Tan furibundo como imprevisible, inesperado, el huracán Milton finalmente arribó a Florida, en los Estados Unidos, tras un derrotero al borde de la Península de Yucatán que mantuvo en vilo a todo el sureste de México. La incertidumbre, la preocupación alimentada por el miedo y la ansiedad, esta vez no me llegaron vía el testimonio de terceros como suele ocurrir en la labor periodística: los encarné primero de forma tibia, y luego ya a modo de catarata incontenible, en cuanto brotaron las versiones que señalaban que no se trataría de un fenómeno climático menor, o apenas una tormenta tropical tan relativamente común a esta altura del año en esta parte del mundo. Aclaro que las tormentas tropicales tampoco aportan momentos divertidos: incluyen vientos por encima de los 60 kilómetros por hora y llegan con lluvias que suelen anegar poblaciones y caminos.

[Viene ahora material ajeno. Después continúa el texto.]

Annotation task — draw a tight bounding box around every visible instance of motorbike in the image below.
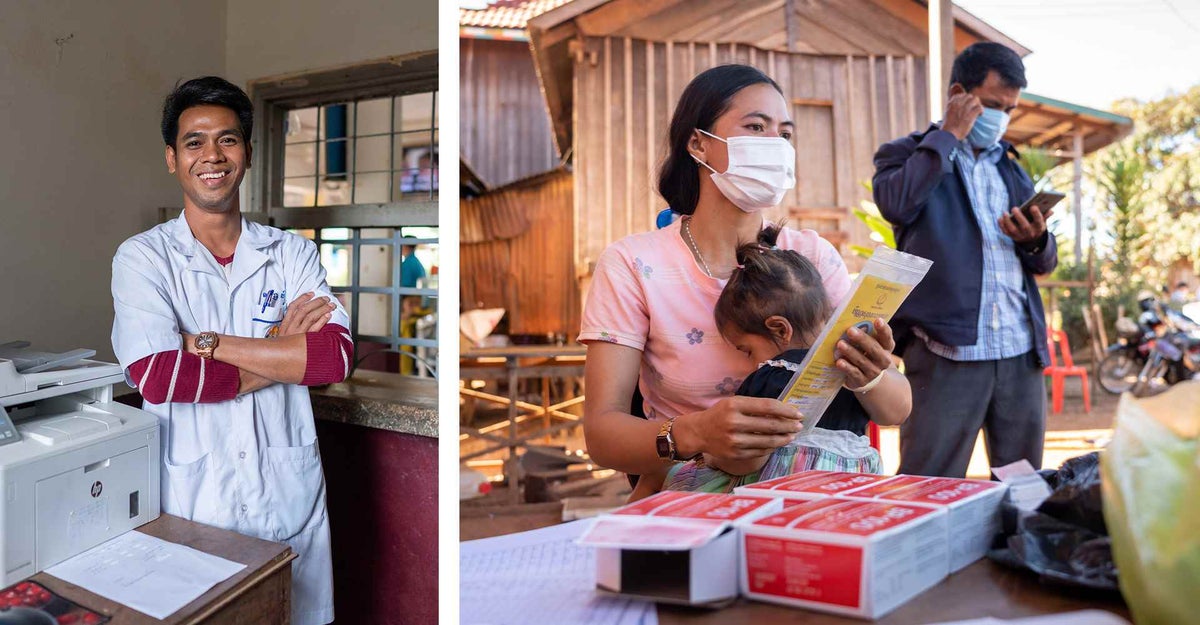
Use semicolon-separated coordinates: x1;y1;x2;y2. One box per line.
1098;298;1200;397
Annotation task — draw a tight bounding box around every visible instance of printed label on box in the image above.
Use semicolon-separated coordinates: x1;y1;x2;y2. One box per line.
754;499;935;536
853;475;1002;505
746;471;888;495
613;491;773;523
744;536;863;608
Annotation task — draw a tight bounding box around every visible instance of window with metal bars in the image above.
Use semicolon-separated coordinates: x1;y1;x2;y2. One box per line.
281;91;438;208
292;227;439;375
248;53;439;375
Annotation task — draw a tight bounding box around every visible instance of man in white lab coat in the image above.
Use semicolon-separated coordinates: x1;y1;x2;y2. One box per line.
113;77;353;625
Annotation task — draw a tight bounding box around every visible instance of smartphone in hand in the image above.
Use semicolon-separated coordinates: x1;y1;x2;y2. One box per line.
1020;191;1067;222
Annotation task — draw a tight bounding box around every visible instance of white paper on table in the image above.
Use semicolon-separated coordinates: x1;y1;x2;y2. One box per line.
934;609;1129;625
458;521;658;625
46;531;246;620
991;459;1051;511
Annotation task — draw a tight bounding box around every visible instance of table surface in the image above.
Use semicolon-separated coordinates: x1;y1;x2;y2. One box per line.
460;344;588;359
30;515;295;625
659;560;1132;625
310;369;438;438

Pero en la escala de inconvenientes climatológicos, podría decir que se trata de uno de los males más leves. El escenario cambia cuando la tormenta en cuestión evoluciona a huracán categoría 1, con sus vientos de más de 120 kilómetros por hora. Y ni hablar cuando el mismo huracán salta al nivel 5, el máximo parámetro establecido para los ciclones, con corrientes de aire capaces de superar los 300 kilómetros por hora. Ese fue el caso de Milton.

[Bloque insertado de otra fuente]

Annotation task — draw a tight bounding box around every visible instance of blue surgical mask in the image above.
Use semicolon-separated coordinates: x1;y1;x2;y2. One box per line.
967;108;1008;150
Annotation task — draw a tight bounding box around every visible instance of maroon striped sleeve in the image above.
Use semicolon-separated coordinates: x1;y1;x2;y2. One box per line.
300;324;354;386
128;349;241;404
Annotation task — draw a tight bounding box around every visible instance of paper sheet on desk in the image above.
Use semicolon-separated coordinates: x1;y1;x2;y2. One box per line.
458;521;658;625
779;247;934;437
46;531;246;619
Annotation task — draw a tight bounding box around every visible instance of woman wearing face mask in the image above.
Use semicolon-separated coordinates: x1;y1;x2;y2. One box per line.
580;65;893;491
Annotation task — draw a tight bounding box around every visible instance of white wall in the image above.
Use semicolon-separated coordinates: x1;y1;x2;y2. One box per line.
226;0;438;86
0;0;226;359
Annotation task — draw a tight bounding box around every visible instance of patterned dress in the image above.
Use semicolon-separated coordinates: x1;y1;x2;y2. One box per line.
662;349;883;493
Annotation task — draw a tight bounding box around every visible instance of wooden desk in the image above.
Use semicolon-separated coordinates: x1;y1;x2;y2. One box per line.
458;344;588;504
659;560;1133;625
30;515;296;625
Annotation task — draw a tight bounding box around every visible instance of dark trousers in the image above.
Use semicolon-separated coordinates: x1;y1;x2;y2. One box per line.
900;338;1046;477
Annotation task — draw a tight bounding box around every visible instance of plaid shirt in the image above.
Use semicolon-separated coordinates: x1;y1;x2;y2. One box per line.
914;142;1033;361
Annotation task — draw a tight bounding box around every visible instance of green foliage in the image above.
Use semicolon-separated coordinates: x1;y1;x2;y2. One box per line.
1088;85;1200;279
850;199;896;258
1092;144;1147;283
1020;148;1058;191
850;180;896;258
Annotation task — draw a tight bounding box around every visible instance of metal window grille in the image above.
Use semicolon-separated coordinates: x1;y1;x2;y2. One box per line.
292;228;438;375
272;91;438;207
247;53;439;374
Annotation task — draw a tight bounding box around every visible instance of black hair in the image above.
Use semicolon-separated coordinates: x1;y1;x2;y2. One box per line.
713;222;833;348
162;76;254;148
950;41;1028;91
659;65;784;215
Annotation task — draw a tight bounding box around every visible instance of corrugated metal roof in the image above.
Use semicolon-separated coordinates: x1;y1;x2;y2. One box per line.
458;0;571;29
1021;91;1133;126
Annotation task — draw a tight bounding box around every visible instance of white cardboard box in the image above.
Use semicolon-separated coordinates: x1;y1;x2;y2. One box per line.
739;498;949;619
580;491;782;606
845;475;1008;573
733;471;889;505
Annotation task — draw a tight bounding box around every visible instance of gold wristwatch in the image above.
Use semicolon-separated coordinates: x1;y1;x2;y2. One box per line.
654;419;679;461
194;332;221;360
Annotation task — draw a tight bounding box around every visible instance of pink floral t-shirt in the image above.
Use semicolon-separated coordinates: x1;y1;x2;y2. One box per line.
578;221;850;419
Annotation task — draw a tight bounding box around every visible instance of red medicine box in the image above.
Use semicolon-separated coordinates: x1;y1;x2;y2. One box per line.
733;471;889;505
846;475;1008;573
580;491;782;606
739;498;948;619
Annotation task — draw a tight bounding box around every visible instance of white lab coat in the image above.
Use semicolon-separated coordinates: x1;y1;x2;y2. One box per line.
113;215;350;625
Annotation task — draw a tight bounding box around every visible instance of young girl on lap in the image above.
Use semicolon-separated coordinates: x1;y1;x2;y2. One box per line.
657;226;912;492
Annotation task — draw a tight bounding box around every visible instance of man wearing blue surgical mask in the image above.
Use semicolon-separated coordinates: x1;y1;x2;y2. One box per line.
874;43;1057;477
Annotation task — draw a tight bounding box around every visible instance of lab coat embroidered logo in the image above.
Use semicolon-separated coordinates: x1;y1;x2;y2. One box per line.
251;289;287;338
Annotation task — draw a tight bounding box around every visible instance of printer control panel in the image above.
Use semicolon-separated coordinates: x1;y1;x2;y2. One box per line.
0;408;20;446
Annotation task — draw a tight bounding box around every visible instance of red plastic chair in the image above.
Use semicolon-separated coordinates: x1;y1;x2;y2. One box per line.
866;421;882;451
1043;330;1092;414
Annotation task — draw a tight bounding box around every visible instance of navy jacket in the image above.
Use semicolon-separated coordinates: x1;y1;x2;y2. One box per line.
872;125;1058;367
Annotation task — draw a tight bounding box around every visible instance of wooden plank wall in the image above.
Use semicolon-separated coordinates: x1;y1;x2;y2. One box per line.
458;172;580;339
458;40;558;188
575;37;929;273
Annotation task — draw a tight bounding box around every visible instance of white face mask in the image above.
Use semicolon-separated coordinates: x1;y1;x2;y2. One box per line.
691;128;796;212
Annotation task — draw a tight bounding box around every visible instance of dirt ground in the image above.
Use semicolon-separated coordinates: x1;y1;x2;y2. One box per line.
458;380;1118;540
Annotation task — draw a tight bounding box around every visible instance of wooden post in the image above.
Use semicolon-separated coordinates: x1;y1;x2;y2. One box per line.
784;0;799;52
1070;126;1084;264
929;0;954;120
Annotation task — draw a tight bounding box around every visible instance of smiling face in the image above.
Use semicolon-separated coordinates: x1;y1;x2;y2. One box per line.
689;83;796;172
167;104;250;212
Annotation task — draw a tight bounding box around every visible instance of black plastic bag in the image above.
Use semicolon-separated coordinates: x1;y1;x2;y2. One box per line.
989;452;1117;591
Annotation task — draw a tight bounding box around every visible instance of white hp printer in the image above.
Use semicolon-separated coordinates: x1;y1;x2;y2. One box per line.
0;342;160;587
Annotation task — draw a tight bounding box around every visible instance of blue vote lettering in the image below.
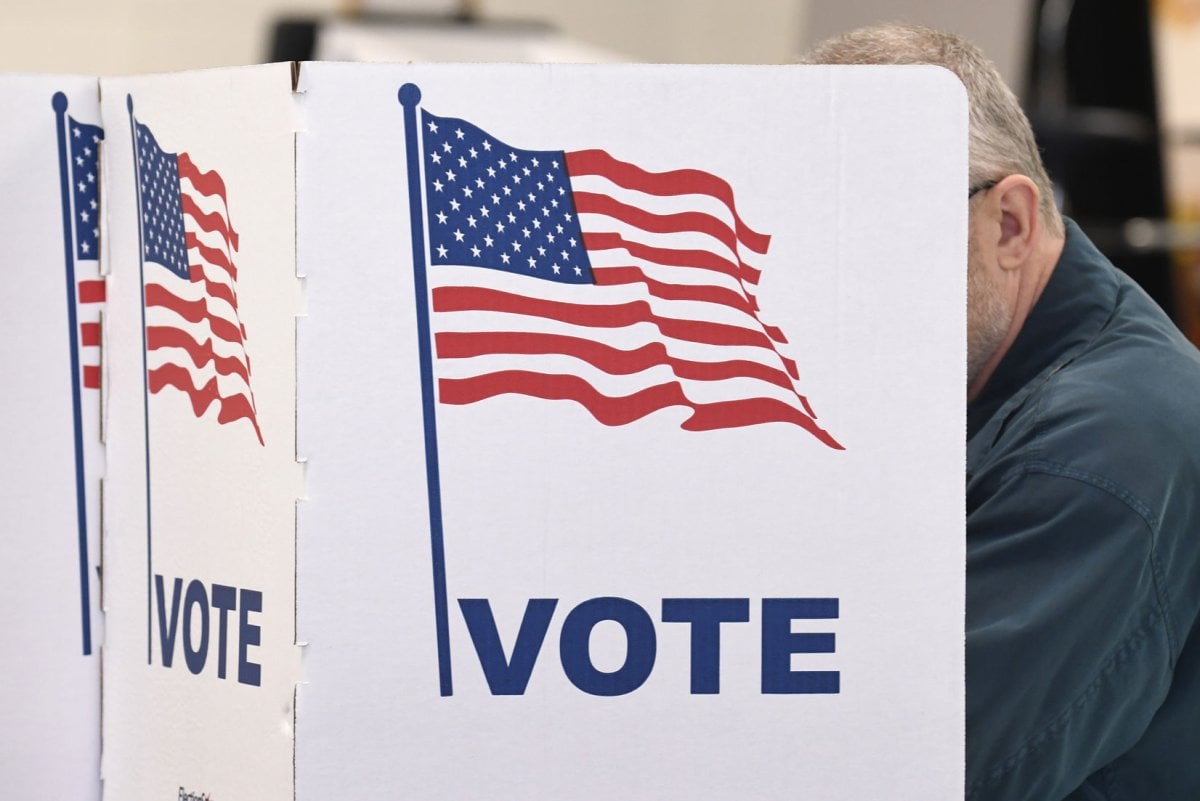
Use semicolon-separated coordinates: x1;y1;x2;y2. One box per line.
154;574;263;687
458;596;841;697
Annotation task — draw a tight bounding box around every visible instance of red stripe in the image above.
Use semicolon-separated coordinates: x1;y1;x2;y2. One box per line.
434;331;794;392
186;231;238;281
146;325;250;386
178;153;238;251
79;323;100;348
574;192;738;255
438;371;842;450
438;371;688;426
436;287;774;350
79;278;106;303
583;233;762;284
146;284;242;344
191;264;237;311
149;365;263;445
566;150;770;253
682;398;845;451
592;267;754;315
182;193;238;251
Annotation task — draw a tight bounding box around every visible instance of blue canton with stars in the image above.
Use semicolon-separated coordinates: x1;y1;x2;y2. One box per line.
137;122;191;278
421;109;594;284
67;116;104;259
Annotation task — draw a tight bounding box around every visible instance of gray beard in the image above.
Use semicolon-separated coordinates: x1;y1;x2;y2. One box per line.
967;265;1013;387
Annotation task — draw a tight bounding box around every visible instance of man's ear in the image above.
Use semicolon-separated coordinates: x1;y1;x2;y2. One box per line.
991;175;1042;270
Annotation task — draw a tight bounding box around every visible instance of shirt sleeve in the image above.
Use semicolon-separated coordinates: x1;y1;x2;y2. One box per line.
966;465;1171;801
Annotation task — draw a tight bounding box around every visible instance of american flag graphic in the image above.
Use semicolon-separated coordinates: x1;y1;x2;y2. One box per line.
136;122;263;442
67;116;104;390
420;109;841;448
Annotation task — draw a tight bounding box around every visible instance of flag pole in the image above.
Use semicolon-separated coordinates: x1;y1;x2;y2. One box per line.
50;92;91;656
397;84;454;695
125;95;154;664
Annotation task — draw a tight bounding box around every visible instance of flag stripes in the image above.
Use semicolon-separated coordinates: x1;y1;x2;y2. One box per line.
422;113;841;448
137;122;263;442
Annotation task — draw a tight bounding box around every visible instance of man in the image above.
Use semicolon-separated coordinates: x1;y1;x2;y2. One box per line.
805;25;1200;801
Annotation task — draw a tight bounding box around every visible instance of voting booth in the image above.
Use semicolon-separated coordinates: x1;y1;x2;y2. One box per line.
5;64;967;801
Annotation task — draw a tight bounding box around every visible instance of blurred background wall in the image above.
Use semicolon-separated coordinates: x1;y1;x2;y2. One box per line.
0;0;1026;79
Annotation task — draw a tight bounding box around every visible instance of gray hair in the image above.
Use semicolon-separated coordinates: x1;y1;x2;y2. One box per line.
800;23;1063;235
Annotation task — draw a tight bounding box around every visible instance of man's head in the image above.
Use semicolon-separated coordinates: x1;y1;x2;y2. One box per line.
802;24;1063;398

Antes que nada, narrar el paso del huracán por Yucatán exige fijar un escenario: me encuentro en Mérida, una ciudad baja de opulento centro colonial que merodea el millón de habitantes. Es considerada la principal urbe de la Península, formación divida políticamente en los estados de Quintana Roo, Campeche y el mencionado Yucatán. En tanto se la promociona como la “última ciudad segura” de México, Mérida transita un boom demográfico a partir de una migración interna que es consecuencia de la violencia narco que atraviesa a casi todo el país y el arribo de canadienses y estadounidenses que consideran a la región como el lugar ideal para transitar el retiro laboral.

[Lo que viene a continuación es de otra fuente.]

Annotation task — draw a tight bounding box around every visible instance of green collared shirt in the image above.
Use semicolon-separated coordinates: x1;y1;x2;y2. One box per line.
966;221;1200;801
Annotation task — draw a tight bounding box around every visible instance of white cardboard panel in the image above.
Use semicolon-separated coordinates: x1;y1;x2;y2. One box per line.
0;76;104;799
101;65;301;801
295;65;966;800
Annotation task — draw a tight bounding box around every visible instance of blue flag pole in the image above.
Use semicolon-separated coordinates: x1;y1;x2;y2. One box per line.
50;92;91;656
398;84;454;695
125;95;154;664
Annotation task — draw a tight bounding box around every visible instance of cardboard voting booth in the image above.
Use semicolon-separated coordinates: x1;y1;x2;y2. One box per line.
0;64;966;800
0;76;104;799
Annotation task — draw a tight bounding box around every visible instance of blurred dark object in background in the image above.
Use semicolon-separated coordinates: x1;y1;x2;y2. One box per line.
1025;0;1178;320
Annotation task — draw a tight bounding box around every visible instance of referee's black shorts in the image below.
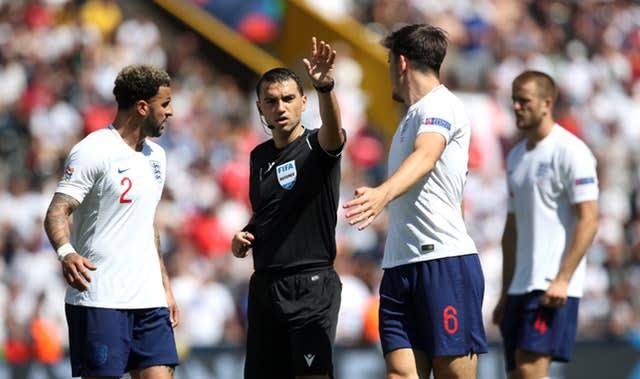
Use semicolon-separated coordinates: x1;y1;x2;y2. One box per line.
245;268;342;379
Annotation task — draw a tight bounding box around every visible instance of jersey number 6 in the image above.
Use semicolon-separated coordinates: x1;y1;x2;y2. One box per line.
120;176;133;204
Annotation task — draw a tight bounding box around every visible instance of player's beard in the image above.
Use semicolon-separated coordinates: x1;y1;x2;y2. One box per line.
143;116;165;137
516;113;542;131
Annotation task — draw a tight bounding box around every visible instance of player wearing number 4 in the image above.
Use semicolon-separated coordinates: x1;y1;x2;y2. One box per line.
344;25;487;379
493;71;598;379
44;65;179;379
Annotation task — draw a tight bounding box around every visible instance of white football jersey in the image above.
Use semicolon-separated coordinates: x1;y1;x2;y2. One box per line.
507;124;598;297
56;126;167;309
382;85;477;268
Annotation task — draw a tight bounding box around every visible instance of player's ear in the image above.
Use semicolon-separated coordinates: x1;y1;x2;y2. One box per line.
135;100;149;116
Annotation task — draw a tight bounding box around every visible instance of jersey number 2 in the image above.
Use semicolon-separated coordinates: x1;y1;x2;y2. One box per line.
120;176;133;204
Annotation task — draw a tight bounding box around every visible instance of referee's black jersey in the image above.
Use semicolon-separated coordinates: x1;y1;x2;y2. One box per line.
245;129;341;271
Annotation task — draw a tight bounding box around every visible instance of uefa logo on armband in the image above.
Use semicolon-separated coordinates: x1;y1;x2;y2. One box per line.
149;161;162;183
62;166;73;182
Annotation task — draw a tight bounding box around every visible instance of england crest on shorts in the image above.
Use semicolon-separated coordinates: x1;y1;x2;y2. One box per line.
276;161;298;190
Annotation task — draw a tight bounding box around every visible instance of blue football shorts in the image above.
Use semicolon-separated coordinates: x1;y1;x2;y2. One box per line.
379;254;487;357
500;291;580;371
65;304;179;377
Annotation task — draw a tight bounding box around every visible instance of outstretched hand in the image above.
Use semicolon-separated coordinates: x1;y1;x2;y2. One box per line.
302;37;336;87
62;253;96;291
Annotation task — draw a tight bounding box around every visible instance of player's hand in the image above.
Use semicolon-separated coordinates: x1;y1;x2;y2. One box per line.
166;290;180;328
342;187;389;230
62;253;96;291
231;232;256;258
540;279;569;308
302;37;336;87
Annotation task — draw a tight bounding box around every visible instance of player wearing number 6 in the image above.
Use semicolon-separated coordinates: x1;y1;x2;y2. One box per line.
344;25;487;379
44;65;179;379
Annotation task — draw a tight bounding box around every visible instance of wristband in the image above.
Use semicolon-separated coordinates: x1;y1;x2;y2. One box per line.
313;80;336;93
56;243;76;262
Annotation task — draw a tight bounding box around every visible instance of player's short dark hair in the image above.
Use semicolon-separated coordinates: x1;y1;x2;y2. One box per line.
513;70;558;101
113;64;171;109
256;67;304;99
381;24;448;76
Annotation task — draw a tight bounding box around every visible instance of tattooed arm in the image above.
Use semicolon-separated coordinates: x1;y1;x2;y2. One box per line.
44;192;96;291
153;224;180;328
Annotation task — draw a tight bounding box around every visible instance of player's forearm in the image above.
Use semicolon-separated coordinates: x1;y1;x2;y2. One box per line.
556;205;598;282
153;225;171;291
44;193;77;250
317;91;344;151
500;214;518;296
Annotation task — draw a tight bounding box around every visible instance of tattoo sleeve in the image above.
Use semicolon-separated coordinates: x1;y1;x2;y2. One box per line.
44;193;80;250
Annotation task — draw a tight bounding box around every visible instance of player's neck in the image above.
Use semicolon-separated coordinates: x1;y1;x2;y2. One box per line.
406;71;441;106
527;119;555;150
112;115;144;151
273;124;304;149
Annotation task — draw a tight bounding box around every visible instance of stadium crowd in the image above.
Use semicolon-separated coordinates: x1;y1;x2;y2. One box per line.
0;0;640;374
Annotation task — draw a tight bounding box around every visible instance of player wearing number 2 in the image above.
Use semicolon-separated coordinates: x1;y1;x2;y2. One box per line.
44;65;179;379
344;25;487;378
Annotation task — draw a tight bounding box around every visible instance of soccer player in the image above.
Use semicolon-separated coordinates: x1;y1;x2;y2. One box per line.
344;24;487;378
232;37;346;379
44;65;179;379
493;71;598;379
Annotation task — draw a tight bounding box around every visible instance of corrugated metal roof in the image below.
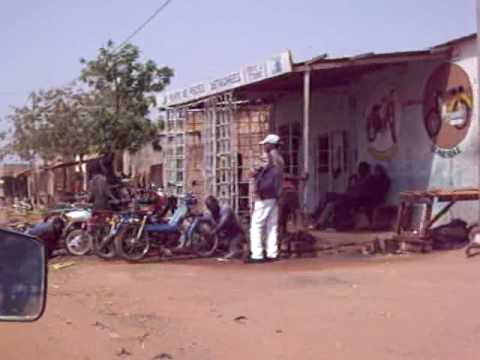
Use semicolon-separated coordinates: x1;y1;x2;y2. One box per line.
433;33;477;49
163;34;470;105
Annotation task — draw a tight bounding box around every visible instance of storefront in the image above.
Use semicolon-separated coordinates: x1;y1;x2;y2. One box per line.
163;36;478;224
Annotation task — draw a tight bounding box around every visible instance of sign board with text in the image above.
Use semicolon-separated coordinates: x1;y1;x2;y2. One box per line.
159;51;292;107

Mérida se ubica a poco más de 40 kilómetros de una línea de playas que, bañadas por las aguas del Golfo de México, alinea a pueblos y ciudades como Progreso, Chelem, Chuburná Puerto, Telchac, Chicxulub Puerto y San Crisanto, entre otros núcleos urbanos. Precisamente, esos fueron los puntos habitados que, cercanos a la capital yucateca, padecieron las peores consecuencias del movimiento de Milton durante el lunes 7 y el martes 8.
La irrupción de Milton no sólo generó pánico por el tenor de su potencia: multiplicó el susto a partir del vértigo con que devino en huracán categoría 5. Su transformación de tormenta tropical a un ciclón de esa intensidad ocurrió en menos de 24 horas, un rasgo completamente atípico. Semejante cambio tomó por sorpresa a los centros de monitoreo, las autoridades políticas y, por supuesto, a la misma población de la Península. De pronto hubo que correr detrás de víveres y agua, asegurar de alguna forma los hogares: el frenesí de los habitantes de Mérida redundó así en lo que acá se conoce como “compras de pánico”.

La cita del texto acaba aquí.